Avistei um lojinha, um homem que vinha correndo com um jornal sobre a cabeça entrou no lugar, aproveitei para segui-lo e adentrar o ambiente. Do lado de dentro, um balcão e amontoados de livros em todos os cantos. O homem passou a percorrer as estantes e verificar os livros, parecia concentrado no que fazia. Como antes, ninguém me notava. Não havia balconista. O sino da porta se moveu, nenhum som. Outra pessoa entrou. Um homem de jaqueta escura e boné. Estava molhado e água que escorria de suas roupas molhava o carpete do chão.
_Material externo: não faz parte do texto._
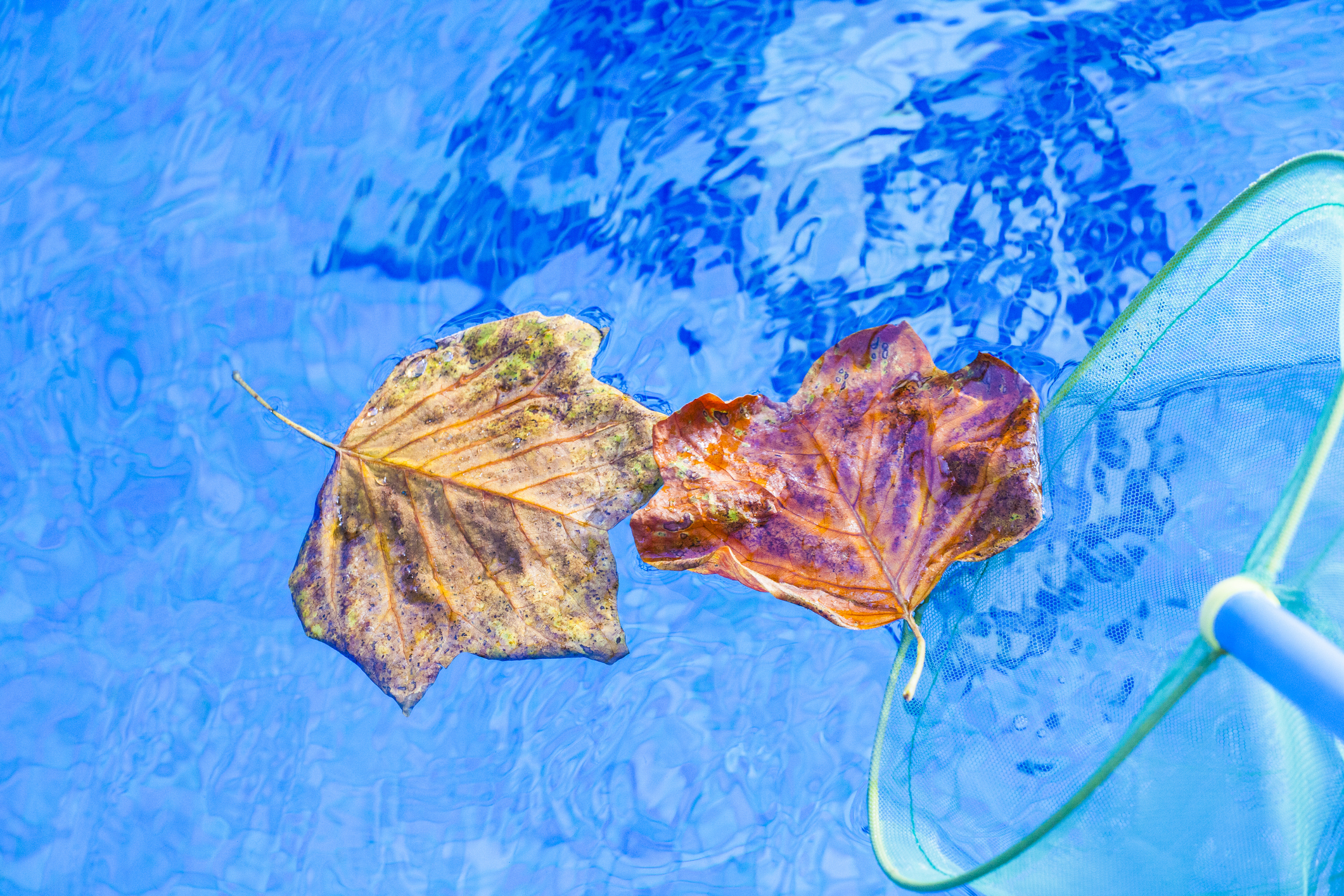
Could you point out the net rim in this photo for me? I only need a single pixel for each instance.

Olhei ao meu redor. A minha volta o carpete estava seco, o que era estranho já que eu estava tão encharcada quanto ele. Segui os rastros do chão e nenhum dos molhados indicavam as marcas dos meus pés. Assustei com um livro que caiu e virei em sua direção. Abaixei para pega-lo, mas minha mão deve ter deslizado sobre a capa. Quando fui tentar outra vez eu vi botas negras e levantei bem rápido.
“Ora, ora, parece que ainda não foi atrás de suas respostas. Vamos. Não tem o dia todo. Procure. Observe. Talvez precise de um choque de consciência.”
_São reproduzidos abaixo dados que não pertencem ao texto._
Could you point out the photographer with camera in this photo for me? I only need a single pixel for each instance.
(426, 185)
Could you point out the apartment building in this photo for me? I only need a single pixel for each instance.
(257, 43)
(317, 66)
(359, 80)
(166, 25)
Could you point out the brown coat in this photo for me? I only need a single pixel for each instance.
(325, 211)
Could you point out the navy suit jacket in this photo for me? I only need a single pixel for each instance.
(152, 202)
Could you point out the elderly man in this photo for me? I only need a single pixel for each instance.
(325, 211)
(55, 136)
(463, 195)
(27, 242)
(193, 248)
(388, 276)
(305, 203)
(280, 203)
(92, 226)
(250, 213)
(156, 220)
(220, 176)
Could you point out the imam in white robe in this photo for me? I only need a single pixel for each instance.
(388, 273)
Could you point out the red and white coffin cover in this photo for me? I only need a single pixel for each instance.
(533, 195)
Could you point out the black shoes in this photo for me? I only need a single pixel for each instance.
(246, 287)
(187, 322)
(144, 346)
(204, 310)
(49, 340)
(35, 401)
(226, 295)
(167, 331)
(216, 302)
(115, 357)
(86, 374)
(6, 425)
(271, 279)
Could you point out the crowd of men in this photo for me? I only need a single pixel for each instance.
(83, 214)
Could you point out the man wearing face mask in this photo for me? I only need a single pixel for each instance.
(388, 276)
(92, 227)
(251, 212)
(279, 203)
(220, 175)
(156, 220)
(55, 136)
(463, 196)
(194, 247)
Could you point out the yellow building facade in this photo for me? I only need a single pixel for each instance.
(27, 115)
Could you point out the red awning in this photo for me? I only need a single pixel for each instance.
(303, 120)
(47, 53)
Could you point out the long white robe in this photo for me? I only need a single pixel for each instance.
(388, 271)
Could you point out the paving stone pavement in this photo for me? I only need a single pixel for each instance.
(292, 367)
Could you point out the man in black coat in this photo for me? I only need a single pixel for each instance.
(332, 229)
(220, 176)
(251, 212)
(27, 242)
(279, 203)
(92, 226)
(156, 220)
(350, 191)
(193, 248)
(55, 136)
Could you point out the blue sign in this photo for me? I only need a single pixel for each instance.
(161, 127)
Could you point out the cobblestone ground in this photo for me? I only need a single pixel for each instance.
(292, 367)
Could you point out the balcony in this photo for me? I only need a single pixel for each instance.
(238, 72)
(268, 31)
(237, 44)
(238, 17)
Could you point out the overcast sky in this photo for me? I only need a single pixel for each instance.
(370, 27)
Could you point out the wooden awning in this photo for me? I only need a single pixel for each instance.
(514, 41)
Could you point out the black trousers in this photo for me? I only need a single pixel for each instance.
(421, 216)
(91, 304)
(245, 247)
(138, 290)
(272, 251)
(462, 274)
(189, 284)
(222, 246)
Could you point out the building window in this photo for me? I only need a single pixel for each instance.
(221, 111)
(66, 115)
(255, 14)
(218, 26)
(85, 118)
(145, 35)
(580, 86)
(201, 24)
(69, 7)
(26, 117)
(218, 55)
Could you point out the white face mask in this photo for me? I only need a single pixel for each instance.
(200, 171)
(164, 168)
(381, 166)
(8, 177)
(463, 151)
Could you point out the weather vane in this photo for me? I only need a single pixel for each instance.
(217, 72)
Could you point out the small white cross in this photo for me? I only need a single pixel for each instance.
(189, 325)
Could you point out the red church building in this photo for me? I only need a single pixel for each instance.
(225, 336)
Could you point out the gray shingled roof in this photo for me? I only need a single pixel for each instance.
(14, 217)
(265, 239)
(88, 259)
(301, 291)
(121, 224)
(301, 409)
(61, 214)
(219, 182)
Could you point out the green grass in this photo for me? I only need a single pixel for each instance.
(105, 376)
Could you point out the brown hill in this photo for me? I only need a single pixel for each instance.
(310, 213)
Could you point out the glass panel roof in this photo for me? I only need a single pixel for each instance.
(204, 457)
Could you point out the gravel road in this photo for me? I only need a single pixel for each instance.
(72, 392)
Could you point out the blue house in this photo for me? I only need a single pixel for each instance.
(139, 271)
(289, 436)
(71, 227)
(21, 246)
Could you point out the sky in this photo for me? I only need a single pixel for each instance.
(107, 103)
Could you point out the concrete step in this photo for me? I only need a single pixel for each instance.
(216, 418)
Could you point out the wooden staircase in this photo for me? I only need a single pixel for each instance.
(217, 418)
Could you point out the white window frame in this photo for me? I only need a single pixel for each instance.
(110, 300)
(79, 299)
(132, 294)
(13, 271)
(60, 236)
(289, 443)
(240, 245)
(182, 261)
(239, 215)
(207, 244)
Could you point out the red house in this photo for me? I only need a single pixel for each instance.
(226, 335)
Estava paralisada no lugar. Como ele havia entrado ali? Ainda não havia visto o seu rosto e no momento em que avancei para puxar aquele maldito chapéu de cowboy ele se esquivou. Foi então que algo as minhas costas me fez ficar alerta. Vi os lábios do homem de boné se mexer, mas não podia ouvi-lo. Ele sacou uma arma e rendeu o homem do jornal e uma balconista que eu não sabia quando havia chegado.
Estava ali parada observando tudo. Ele não me via e eu estava tão próxima quanto os outros dois reféns. Daquela distância era impossível não ter me notado. Percebi uma reação precipitada da moça e um disparo, o homem do jornal cambaleou e o som do tiro não ecoou em meus ouvidos. De repente outro clarão. Uma dor me invadiu. Olhei para baixo e vi que estava sangrando. Será que eu havia levado aquele tiro?
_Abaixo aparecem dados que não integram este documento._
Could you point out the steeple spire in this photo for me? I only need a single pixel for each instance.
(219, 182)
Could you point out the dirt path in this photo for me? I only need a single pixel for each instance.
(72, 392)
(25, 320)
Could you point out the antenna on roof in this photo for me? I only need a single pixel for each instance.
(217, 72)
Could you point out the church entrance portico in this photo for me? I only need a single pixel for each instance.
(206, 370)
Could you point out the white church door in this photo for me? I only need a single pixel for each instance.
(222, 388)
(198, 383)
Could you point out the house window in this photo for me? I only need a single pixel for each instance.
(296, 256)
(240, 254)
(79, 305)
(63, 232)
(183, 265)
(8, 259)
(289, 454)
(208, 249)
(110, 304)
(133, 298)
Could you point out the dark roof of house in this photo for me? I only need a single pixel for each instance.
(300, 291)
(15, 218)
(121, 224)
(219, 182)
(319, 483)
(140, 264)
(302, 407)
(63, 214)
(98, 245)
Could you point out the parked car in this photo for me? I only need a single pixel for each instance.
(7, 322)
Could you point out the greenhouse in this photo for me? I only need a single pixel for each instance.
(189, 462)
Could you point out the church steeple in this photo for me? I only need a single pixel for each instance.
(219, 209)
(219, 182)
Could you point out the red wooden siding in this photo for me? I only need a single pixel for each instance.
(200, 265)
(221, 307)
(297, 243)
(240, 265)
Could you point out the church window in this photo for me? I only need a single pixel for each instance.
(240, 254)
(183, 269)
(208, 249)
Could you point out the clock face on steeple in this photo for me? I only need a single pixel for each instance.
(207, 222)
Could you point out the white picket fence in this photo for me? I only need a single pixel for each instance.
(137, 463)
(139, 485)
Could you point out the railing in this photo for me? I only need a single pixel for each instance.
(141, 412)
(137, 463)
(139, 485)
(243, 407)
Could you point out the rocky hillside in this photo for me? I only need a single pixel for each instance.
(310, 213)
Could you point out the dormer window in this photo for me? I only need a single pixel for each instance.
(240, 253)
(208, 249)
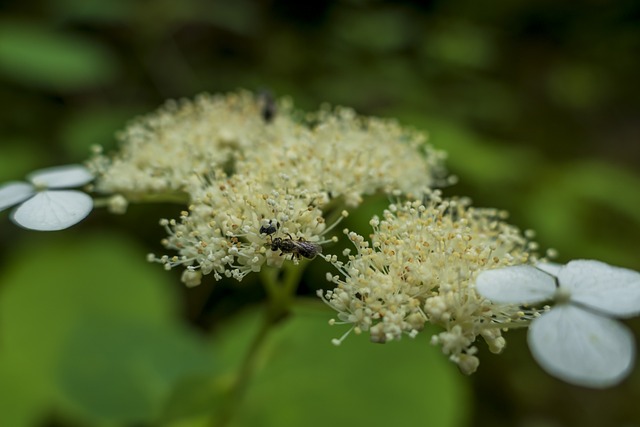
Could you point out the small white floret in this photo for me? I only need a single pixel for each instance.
(43, 206)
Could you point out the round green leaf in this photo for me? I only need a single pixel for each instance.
(36, 56)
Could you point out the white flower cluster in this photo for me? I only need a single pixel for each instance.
(259, 191)
(44, 202)
(420, 267)
(577, 340)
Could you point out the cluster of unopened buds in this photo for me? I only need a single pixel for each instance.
(425, 261)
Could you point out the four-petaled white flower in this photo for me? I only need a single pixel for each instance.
(44, 205)
(577, 340)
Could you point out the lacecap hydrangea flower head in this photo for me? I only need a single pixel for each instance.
(419, 267)
(265, 186)
(248, 182)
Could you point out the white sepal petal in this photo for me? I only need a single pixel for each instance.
(581, 347)
(61, 176)
(13, 193)
(53, 210)
(610, 290)
(518, 284)
(552, 268)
Não. O homem do jornal estava caído no chão, ele havia sido acertado e não eu. Mas então por que eu estava sangrando? Toquei o ferimento e percebi que não podia senti-lo.
Olhei para frente e vi o cara de jaqueta sair correndo da loja. A mulher estava tremendo e correu para perto do homem caído. Depois de algum tempo eu notei que o rosto dele estava mudando e havia momentos em que ele parecia me ver, pois apertava bem os olhos como se pudesse me enxergar.
A moça correu e pegou o telefone. Mais uma vez eu apenas vi os lábios se moverem e nenhum som. Ela correu de novo para perto do homem. Foi então que notei um brilho. Uma luz às minhas costas. Olhei para o lado, percebi que a capa, bem como o chapéu estavam jogados. Virei rápido e notei a mesma figura de antes, mas agora podia ver seus olhos. Dois lindo olhos dourados, um homem envolto em luz e contornos que lembravam asas enegrecidas.
Senti algo estranho se mover em mim. Quis tocar o rosto dele, mas não pude. Ele apontou para o homem caído as minhas costas e fez gestos para me virar. Ainda não conseguia entender o motivo daquilo.
E sua voz soou em minha mente, mas agora era mais grave e parecia acompanhada por outras mil vozes. Ele disse:
“Veja. Agora, lembre-se!”
Como se um flash estivesse atravessado o meu cérebro eu senti o corpo pesar, senti a dor me invadir, mas pude finalmente abrir os olhos e quando o fiz, lembrei.
Aquele homem, o do jornal, estava morrendo e eu sabia porque, mas não podia acreditar. Corri até ele, tentei toca-lo.
“Ainda não pode toca-lo. Ele ainda não está morto.”
Lágrimas inundaram o meu rosto, senti uma angustia tão forte em mim, agora eu entendia o que precisava lembrar. Eu o conhecia, conhecia aquele homem e agora ele estava morrendo.
Pousei a mão a centímetros do rosto dele, mas meus dedos não chegavam em sua pele. Eu o amava, amava muito. Sabia que havíamos nos amado como pessoas e apesar de parecer tudo tão distante, o meu amor ainda era imenso. Ele estava de olhos fechados e eu chorava ajoelhada ao seu lado.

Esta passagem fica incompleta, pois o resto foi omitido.